One can also not call Trainer.onlineTrain or Trainer.batchTrain and create a Trainer explicitly. A Trainer is a policy object which is responsible for deciding which gradients are evaluated, when, and in which threads, and when these gradients are given to the optimizers.

All trainers inherit from Trainer. To create a trainer, simply instantiate it.

  val trainer = new SynchronizedOptimizerOnlineTrainer(model.parameters, optimizer0)

To use the trainer we can either call .trainFromExamples or call things in a loop:

  trainer.trainFromExamples(Seq(example))
  // or
  while (!trainer.isConverged) {
    trainer.processExamples(Seq(example))
  }

Some trainers might require some tear down after training for optimal usage. See the implementation of Trainer.train for an example of how to do so.

Factorie also has many other optimizers. Usually AdaGrad with ParameterAveraging is a good bet, but often one wants something more specific.

There are two main regularized online optimizers in Factorie: AdaGradRDA, which uses regularized dual averaging and supports l1 and l2 regularization, and L2RegularizedConstantRate, which supports only l2 regularization. Neither of these optimizers support parameter averaging.

For more information see the java docs of the cc.factorie.optimize package.

  // Now we can run inference and see that we have learned
  val summary2 = InferByBPChain(document.tokens.map(_.attr[Label]).toIndexedSeq, model)
  assertStringEquals(summary2.logZ, "48.63607808729122")
  assertStringEquals(summary2.marginal(document.tokens.head.attr[Label]).proportions, 
		  			 "Proportions(0.9999308678897892,6.913211020966629E-5)")

Factorie also has support for more efficient learning algorithms than traditional inference-based batch and online methods.

The main such method is SampleRank, which runs a sampler and updates the weightsSet while the sampler explores the posterior to make the model’s predictions match an arbitrary loss function.

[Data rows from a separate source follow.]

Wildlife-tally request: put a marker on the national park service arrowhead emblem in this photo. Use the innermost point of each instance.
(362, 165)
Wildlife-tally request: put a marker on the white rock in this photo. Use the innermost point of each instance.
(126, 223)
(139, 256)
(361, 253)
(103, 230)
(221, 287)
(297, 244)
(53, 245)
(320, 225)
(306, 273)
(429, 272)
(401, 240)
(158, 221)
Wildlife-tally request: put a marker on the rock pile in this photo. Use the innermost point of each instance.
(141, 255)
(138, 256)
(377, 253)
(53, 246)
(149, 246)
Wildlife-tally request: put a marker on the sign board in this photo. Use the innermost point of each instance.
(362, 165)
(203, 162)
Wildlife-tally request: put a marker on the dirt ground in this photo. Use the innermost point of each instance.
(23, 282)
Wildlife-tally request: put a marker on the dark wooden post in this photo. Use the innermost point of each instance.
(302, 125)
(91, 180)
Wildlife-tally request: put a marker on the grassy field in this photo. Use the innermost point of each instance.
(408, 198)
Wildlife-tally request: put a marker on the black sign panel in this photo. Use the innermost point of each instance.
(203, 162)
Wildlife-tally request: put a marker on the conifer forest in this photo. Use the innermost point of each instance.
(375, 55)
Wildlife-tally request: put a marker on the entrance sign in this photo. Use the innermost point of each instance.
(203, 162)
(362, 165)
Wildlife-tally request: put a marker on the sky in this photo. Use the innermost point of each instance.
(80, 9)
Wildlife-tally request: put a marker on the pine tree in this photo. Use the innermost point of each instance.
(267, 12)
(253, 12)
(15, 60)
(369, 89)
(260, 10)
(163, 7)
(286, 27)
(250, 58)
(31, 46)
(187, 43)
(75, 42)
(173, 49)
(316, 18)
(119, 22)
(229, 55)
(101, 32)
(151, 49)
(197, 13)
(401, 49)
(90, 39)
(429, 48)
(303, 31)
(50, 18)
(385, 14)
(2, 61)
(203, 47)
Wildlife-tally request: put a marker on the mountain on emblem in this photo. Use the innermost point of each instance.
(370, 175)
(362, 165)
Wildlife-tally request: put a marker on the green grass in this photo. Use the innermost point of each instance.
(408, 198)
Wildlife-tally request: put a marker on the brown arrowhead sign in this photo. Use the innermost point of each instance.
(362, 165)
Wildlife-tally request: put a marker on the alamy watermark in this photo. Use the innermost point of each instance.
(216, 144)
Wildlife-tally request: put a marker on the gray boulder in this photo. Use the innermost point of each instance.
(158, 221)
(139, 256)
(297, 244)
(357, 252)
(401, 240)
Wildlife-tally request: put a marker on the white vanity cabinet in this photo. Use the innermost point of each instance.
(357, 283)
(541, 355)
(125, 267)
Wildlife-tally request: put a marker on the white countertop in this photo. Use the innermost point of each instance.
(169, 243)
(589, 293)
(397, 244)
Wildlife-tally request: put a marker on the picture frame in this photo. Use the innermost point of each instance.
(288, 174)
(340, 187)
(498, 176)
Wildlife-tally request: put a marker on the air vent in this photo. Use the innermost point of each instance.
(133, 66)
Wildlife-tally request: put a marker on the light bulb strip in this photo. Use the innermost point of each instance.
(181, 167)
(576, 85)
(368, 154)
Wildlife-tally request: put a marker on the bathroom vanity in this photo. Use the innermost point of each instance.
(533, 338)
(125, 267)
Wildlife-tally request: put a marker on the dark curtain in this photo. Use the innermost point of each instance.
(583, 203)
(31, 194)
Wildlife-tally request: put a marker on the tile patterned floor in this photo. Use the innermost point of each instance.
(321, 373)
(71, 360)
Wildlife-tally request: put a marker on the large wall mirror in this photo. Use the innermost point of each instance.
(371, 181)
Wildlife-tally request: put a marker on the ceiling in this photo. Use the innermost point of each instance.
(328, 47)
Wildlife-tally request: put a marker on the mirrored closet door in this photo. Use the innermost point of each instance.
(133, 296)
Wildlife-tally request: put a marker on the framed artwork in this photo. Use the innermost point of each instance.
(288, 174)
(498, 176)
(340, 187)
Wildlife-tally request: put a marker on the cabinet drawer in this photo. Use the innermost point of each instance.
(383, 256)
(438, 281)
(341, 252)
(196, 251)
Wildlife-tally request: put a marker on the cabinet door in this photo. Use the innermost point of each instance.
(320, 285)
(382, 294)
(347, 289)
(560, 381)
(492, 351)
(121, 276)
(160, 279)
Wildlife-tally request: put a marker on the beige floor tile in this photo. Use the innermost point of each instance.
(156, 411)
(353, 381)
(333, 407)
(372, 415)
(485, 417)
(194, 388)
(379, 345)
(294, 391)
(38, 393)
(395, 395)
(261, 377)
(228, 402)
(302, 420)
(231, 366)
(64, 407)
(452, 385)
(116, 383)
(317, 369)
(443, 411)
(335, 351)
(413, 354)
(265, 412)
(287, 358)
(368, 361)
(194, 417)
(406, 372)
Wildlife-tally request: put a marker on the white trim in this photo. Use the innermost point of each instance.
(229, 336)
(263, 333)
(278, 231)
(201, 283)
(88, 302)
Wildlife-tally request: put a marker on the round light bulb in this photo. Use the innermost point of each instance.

  val sampler = new GibbsSampler(model, HammingObjective)
  val sampleRankExamples = document.tokens.toSeq.map(t => new optimize.SampleRankExample(t.attr[Label], sampler))
  Trainer.onlineTrain(model.parameters, sampleRankExamples, optimizer = optimizer0)
  // SampleRank comes with its own trainer, however, for ease of use
  val trainer2 = new SampleRankTrainer(model.parameters, sampler, optimizer0)
  trainer2.processContexts(document.tokens.toSeq.map(_.attr[Label]))
}

Finally, there are many other useful examples in Factorie. The LinearMulticlassExample implements generalized linear models for many classification loss functions, for example, and the DominationLossExample knows how to do learning to rank.